The publisher offers the impecunious Reese $100,000 for a series of letters written between her mother and father at the height of their careers. This was back in the day before they got married. Don was writing a book in the South of France, and Mary was working in the states. Lori had a xerox of one of the letters that she got through Reese's uncle Richard, whom she met at Mary's funeral. Lori says that there are 150 pairs of letters. She offers half the money on delivery of the letters and the other half on publication.
When Reese learns that the kitten she rescued from the streets is dying of feline leukemia, she drowns it and buys a bus ticket to Michigan's Upper Peninsula to retrieve the letters. Reese gets Lori to give her some cash upfront to travel to her hometown, food and other incidentals. Reese says that she is afraid of flying and does not give Lori a time-line on when she would be back in the city.
Despite family tensions, Reese travels to her home retrieve the letters. Returning to her childhood home, she finds it occupied by Corbit (Will Ferrell), a down-and-out Christian musician, and Shelley (Amelia Warner), a 23-year-old former student of Don's. Reese's father now lives, writes and drinks in his garage.
The garage is super cluttered, and Don sleeps on a couch. Don is surprised to see Reese walk through the door. Reese is not particularly close to Don and the there is a certain coldness to their relationship. Don is taking medicines to sleep. He believes that Reese has come to meet him as she is in trouble and needs money. Don says that Reese's mother was cremated, and not buried and Uncle Richard took her ashes back to her hometown. Don says that he offered Shelley to stay at her house as she needed to get away from things for a while.
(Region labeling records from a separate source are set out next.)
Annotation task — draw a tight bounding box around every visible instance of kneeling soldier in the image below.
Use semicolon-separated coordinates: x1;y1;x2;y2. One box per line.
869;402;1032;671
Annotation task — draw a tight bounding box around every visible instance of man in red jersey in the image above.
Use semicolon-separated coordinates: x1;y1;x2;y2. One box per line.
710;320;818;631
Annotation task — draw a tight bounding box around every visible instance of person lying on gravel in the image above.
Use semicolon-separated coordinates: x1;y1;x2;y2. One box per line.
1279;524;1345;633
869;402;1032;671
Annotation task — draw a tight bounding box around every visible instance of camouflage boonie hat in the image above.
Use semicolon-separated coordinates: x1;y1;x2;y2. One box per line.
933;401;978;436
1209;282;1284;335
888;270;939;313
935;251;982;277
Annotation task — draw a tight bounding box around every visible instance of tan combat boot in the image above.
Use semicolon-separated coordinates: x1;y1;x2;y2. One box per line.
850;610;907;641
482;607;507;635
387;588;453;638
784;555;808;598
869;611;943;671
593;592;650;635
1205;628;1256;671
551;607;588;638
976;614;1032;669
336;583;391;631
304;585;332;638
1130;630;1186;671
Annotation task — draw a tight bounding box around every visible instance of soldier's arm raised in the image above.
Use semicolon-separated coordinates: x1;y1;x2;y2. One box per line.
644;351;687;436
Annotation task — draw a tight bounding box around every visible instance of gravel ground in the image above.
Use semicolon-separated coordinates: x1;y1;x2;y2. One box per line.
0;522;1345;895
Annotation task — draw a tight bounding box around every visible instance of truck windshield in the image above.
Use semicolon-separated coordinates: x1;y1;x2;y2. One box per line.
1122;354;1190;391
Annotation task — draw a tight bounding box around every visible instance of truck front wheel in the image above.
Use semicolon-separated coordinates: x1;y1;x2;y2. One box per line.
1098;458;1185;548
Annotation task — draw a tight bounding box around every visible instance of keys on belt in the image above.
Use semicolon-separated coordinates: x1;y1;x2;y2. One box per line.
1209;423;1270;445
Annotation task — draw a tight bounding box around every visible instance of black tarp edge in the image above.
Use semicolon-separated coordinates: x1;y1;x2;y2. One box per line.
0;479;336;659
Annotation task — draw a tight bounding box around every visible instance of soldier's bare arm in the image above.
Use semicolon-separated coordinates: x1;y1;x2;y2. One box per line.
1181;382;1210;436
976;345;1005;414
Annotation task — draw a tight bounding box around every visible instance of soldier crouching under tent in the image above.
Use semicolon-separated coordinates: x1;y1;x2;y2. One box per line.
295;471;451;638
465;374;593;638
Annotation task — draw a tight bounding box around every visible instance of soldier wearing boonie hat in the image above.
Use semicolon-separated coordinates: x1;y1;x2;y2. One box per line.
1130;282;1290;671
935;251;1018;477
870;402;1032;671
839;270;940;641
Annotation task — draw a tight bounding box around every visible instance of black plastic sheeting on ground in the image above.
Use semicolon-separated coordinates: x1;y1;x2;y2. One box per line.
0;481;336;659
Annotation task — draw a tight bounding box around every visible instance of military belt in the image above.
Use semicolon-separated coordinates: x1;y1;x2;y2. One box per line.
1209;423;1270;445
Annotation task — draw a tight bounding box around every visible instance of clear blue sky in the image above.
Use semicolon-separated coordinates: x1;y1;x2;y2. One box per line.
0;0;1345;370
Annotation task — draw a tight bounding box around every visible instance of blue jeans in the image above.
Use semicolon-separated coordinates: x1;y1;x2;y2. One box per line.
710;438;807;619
Don says that he stopped teaching a few semesters ago as he got tired.
The staircase of the house is full of stacks of Don's old books and the walls are full of awards that he won at the height of his career. Corbit participates in Don's quirks. For e.g. they have converted one vacant room into a golf room, where Don practices hitting golf balls, while wearing home made body protecting gear to save themselves from the ricochets. The room used to belong to Mary and Reese finds that Don has put her bed in the backyard, out in the open.
Reese initially clashes with the doting Shelley (whom she accuses of sleeping with her father) but eventually accepts her after learning of the death of her parents and of Don's support of her during a near-fatal bout with Endometriosis (a chronic gynecological disease where tissue similar to the lining of the uterus grows outside of the uterus. This can cause severe pelvic pain and make it harder to get pregnant).
She also bonds with the idiosyncratic Corbit, who spurns her sexual advances and has trouble playing guitar and singing at the same time. She feels out of place at home and fights with her father over childhood neglect, stating that her parents gave their typewriters more attention. She eventually finds the box of letters and, reading the emotional communiques, learns to empathize with her estranged parents. Shelly has also read the letters and asks Reese if she intends to publish them. Reese expresses ambiguity over the matter.
Don Holdin is still grieving over his wife's death. He keeps the tie she hanged herself with in a dresser in the backyard along with the rest of their bedroom suite, including their bed. He sometimes sleeps in the bed despite the bitter cold of winter. Reese starts to connect with Corbit and Shelly and is honest with her father about her reasons for staying away from the funeral. Soon after, Don overdoses on pills, and Reese finds him unconscious.
He recovers in the hospital, where Reese sits by his bed and reads his latest manuscript, Golf, which he had Corbit bury in the yard. The experience helps the father and daughter find closure, and Reese buries the box of letters in place of the novel before returning to New York.